Paris Komünü ve Ortak Lüks: Komün’ün Deneyimlerini Yaşatan Mücadele

“Bir gece, nasıl oldu bilmem, istasyonun önündeki hendekte ikimiz yalnız kaldık: eski zouave pontifical ile ben, ellerimizde de iki dolu tüfek … İstasyona o gece saldırmadıkları için çok şanslıymışız. Hendekte bir o yana bir bu yana gidip gelerek nöbet görevimizi yaparken karşılaştığımızda şunu sordu bana:

– Bu yaşadığımız hayatın nasıl bir etkisi oluyor sende?

– Valla, dedim, ulaşmak zorunda olduğumuz bir sahilin gözümüzün önünde belirmesi gibi bir etkisi var.

– Bende, dedi, resimli bir kitap okuyormuşum gibi oluyor.

Sonra Clamart’daki Versaylıların sessizliği içinde bir o yana bir bu yana gidip gelmeye devam ettik.”[1]

Alıntı Kristin Ross’un Ortak Lüks: Paris Komünü’nün Siyasal Muhayyilesi adlı kitabından. Alıntılanan diyalog Afrika kökenli bir kraliyet askeri ile Komün’e katılan öğretmen Louis Michel arasında komün esnasında geçiyor. Louise Michel Paris Komünü’nündeki anılarını anlattığı kitabında böyle bahsediyor yaşadıklarının uyandırdığı imgelerden. Sömürge halkına mensup ve kraliyetin askerliğini yürüten bir Afrikalı ile Fransız bir öğretmenin Avrupa’nın göbeğinde kurulan 72 günlük bir komünde buluşmaları ve yaşadıklarının hissettirdikleri ile ilgili dile getirdikleri yukarıdaki diyalog kadar pek çok “romantik ama bir o kadar da gerçek” olay var tarihte. Ama belki de bu hikâyeyi özgün kılan şey, 72 günlük bir deneyimin zamanla ve mekânla sınırlı olmayan etkisiydi.
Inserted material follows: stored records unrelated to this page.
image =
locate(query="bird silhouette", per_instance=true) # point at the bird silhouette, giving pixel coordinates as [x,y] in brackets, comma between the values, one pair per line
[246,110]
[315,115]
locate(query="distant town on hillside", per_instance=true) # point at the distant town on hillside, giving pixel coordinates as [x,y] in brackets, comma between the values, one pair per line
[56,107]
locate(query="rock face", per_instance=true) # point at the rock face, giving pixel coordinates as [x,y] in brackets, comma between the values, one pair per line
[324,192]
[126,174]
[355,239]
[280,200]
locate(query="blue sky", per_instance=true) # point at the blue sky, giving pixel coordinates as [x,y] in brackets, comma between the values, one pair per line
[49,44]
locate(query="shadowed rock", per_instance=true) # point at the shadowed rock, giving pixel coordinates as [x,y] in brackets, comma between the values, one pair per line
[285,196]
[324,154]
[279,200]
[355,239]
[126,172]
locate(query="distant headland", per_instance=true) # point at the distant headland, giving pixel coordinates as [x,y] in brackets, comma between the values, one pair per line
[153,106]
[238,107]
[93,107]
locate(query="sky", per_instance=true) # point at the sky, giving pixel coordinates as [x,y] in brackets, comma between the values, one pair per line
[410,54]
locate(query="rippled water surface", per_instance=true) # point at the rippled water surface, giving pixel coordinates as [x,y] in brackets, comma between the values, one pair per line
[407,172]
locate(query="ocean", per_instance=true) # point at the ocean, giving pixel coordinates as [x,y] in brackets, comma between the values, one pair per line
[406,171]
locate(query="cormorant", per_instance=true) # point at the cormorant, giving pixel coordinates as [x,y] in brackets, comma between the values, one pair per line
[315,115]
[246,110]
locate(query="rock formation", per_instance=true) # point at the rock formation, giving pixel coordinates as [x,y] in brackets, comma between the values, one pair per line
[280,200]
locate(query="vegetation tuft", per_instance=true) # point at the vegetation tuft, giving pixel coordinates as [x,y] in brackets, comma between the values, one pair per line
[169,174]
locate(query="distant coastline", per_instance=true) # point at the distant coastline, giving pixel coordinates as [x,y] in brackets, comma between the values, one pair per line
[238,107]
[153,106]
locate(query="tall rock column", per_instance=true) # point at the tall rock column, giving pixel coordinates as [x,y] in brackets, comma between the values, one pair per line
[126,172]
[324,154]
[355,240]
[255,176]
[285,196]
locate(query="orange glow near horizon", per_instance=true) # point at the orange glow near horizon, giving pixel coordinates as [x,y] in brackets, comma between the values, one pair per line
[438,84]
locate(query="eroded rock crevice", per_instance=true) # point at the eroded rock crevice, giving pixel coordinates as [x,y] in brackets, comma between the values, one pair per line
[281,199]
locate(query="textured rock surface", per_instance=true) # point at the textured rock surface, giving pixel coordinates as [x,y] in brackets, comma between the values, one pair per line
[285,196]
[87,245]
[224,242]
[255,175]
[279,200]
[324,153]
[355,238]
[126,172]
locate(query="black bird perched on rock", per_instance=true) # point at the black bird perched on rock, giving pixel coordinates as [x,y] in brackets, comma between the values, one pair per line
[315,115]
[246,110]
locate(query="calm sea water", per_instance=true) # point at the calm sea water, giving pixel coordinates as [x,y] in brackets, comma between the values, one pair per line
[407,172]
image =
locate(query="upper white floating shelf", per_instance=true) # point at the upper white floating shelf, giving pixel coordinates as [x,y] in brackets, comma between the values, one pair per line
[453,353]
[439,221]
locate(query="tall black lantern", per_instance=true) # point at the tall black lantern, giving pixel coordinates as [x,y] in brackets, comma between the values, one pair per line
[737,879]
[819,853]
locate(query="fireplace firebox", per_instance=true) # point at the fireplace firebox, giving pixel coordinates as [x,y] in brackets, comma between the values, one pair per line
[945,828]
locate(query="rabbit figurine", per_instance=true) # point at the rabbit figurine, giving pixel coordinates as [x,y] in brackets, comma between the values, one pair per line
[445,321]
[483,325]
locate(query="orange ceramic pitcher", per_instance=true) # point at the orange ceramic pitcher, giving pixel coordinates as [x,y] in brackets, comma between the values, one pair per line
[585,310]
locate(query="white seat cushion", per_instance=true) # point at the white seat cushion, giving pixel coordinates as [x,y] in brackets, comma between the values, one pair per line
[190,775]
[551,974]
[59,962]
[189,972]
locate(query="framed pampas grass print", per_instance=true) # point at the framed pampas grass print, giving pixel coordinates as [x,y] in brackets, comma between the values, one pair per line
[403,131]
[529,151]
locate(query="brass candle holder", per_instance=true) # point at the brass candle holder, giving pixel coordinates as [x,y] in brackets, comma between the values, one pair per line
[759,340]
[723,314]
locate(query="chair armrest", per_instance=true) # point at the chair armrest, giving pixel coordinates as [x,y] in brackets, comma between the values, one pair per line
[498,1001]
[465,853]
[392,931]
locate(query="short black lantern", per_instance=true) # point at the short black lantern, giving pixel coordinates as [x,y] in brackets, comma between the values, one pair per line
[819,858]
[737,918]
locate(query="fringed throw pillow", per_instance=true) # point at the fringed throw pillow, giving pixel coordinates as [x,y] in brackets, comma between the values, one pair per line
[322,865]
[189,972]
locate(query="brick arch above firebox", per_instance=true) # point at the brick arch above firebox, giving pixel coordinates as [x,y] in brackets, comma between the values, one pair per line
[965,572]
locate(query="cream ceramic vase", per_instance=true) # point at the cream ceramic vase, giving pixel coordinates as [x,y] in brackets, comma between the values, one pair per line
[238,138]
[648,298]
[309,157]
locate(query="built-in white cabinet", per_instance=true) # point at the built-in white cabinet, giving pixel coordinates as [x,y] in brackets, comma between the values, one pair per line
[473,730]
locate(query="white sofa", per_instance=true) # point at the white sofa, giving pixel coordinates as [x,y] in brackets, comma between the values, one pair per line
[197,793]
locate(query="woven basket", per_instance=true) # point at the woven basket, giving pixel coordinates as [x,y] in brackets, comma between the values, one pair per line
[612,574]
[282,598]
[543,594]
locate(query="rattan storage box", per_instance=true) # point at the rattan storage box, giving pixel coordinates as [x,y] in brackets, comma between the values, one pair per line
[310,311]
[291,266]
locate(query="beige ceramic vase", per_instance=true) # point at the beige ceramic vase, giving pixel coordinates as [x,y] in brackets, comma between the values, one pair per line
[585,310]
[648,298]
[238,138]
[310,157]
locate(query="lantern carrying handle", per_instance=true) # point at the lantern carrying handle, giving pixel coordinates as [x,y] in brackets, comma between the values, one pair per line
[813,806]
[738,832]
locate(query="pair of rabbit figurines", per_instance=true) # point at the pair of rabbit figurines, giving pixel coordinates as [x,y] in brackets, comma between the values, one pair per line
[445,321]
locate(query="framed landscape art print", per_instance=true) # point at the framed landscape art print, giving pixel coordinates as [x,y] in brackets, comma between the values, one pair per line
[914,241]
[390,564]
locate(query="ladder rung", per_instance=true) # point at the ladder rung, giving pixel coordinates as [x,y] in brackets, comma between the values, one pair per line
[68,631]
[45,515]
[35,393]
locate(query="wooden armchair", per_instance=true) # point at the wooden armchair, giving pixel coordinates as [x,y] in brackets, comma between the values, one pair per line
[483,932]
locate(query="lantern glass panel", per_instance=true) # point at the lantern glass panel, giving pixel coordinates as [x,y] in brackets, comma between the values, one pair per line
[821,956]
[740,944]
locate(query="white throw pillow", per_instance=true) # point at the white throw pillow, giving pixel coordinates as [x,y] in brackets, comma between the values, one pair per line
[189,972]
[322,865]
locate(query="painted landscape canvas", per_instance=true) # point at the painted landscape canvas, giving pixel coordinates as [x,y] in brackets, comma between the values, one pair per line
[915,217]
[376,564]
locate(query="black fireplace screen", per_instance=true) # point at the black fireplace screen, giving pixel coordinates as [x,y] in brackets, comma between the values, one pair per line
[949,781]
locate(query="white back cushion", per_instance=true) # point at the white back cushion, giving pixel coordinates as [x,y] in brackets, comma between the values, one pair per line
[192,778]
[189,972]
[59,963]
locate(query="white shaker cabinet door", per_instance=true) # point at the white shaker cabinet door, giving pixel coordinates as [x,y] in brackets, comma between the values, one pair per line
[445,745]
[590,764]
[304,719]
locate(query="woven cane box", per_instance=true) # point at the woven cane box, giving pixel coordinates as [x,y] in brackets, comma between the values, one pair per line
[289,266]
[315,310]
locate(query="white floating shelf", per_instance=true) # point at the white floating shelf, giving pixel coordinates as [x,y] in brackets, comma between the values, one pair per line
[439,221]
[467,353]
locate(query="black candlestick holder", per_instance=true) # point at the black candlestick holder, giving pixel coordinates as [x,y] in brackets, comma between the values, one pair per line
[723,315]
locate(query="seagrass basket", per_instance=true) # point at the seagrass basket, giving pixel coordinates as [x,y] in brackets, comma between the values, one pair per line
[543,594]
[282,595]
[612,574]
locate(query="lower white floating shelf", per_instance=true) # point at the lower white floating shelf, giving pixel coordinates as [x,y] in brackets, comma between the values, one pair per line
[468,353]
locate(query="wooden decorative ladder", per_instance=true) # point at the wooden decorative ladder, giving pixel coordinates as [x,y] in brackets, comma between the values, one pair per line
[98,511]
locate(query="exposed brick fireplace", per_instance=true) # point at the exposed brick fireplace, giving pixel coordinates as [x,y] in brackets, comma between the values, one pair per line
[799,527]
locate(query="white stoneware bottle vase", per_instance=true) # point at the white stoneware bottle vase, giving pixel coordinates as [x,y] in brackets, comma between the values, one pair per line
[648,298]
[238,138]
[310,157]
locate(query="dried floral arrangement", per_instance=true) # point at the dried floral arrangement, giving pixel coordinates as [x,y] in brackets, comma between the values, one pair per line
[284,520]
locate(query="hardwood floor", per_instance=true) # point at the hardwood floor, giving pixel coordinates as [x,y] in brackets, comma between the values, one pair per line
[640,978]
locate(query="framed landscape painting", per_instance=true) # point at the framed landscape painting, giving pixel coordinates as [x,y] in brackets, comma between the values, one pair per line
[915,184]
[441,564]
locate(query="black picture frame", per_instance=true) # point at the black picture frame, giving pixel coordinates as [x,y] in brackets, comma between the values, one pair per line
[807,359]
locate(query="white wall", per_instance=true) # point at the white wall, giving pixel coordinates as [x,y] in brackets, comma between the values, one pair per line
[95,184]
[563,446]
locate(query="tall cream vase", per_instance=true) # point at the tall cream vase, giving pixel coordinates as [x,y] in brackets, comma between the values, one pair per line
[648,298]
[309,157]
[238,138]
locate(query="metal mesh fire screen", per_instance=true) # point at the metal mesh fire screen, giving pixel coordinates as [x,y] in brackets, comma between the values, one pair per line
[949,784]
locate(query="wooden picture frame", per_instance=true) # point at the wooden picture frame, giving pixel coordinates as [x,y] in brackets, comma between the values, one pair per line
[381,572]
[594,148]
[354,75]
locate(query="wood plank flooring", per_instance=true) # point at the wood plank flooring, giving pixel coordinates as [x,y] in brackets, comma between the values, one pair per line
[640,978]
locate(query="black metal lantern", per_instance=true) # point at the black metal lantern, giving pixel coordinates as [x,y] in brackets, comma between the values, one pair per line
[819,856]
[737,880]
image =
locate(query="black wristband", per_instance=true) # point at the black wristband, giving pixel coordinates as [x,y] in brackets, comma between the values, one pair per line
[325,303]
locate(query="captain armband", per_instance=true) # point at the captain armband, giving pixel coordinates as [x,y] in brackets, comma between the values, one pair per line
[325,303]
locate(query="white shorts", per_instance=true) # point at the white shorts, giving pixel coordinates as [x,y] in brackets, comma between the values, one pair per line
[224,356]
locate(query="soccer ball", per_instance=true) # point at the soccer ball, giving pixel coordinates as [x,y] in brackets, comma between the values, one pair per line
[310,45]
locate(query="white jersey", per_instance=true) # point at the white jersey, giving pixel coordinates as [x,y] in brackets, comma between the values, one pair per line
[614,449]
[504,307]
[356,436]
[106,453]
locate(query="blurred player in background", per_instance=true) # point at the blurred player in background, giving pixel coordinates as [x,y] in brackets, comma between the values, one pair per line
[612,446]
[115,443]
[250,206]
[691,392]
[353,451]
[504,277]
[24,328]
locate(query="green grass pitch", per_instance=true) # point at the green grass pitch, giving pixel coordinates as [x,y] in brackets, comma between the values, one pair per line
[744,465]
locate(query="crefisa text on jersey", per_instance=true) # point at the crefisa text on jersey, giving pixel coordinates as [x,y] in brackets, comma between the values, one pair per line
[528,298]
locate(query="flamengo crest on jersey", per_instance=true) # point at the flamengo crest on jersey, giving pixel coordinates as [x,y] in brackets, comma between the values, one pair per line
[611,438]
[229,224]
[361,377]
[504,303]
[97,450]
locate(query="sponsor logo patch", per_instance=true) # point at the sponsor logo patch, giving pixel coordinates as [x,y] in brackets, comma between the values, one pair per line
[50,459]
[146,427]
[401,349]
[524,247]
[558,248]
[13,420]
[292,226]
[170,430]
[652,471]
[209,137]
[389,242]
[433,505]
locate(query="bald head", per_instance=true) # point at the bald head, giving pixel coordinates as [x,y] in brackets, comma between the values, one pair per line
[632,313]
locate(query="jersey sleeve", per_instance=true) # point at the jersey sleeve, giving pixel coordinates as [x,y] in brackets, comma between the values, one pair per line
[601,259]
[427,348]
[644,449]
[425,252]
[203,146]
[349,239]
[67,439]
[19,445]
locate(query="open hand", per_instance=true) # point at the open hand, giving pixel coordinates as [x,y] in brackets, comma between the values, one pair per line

Nitekim Kristin Ross, bu alıntıyı aktardığı kitapta Komün’e geçmişte yaşanmış ve bugün bir ders çıkarılması gereken olmuş bitmiş bir olay gözüyle bakmak yerine, 72 günlük deneyimde inşa edilen kültürün bugün bir biçimde işçi sınıfının mücadelesinin içerisinde yer almakta olduğunu vurguluyor.

Geçmişte olmuş ve sona ermiş bir olaydan bahsetmek yerine kitabının isminde de yer alan başkaca ucu açık ifadeler kullanmayı tercih eder Kristin Ross: “Paris Komünü’nün Siyasal Muhayyilesi”. Evet, o bir muhayyilenin ete kemiğe bürünmesi ve dünyanın her yerinde her an verilen mücadelelere ilham kaynağı olan bir büyük tahayyül gerçekleşmesi idi.

O tahayyül orada icat edilmemiş, orada türetilmemişti. Sınıflı toplumlar tarihi boyunca ezilenlerin maddi yaşamlarının içerisinde üretilmiş bir maddi ve gerçek kurtuluş reçetesi idi. 72 günlük deneyimde komünarların başardığı şeyler sınırlı olsa da başarmak istedikleri şeyler halen milyonlarca insanın kurtuluş reçetesinin içerisinde.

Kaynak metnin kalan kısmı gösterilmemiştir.